特別支配株主の株式等売渡請求(3)
事務局の立場から、前回に引き続き、特別支配株主の株式等売渡請求についてご紹介します。
【株式等売渡請求の手続】
株式等売渡請求の手続を、順にご紹介します。
1 特別支配株主が定める事項
特別支配株主は、次の事項を定める必要があります(会社法179条の2第1項)。
①特別支配株主の完全子会社等に対して株式売渡請求をしないこととするときは、その旨及び当該完全子会社等の名称(同法179条の2第1項1号)

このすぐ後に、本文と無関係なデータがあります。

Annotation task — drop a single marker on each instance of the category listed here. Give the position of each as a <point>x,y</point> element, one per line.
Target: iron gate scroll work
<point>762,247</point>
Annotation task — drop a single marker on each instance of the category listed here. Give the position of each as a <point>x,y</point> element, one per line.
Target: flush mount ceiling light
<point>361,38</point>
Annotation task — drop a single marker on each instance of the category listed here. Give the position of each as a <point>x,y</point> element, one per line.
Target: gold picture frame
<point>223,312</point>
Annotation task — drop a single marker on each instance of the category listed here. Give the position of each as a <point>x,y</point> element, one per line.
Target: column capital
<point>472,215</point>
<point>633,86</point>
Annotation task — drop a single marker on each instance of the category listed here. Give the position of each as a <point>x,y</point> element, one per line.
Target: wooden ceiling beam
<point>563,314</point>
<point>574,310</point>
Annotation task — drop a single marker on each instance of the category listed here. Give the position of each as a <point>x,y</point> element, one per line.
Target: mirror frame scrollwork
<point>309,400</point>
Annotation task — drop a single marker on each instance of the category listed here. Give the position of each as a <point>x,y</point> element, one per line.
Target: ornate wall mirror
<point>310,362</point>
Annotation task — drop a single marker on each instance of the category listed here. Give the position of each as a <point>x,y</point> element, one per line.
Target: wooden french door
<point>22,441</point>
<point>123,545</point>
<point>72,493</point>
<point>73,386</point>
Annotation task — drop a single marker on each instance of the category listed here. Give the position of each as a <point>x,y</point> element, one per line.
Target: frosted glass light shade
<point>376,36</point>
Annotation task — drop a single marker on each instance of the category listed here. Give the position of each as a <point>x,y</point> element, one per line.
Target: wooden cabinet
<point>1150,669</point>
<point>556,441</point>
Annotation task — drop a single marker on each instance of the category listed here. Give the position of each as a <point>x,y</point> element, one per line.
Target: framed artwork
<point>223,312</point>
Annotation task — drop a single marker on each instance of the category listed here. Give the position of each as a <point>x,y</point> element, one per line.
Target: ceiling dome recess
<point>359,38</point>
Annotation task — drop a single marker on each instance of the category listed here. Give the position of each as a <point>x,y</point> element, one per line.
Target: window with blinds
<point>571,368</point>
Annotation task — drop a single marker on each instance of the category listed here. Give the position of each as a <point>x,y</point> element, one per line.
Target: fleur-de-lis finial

例えば、特別支配株主の完全子会社であるA社に対しては、売渡請求しないこと
②株式売渡請求によりその有する対象会社の株式を売り渡す株主(売渡株主)に対して当該株式(売渡株式)の対価として交付する金銭の額又は算定方法、及びその割当に関する事項(同法179条の2第1項2号及び3号)
例えば、売渡株式1株につき、5,000円の割合をもって金銭を割当交付すること
③特別支配株主が売渡株式を取得する日(取得日)(同法179条の2第1項5号)
④①~③のほか、法務省令で定める事項(株式売渡対価の支払のための資金を確保する方法、その他株式売渡請求に係る取引条件)(同法179条の2第1項6号、会社法施行規則33条の5第1項)。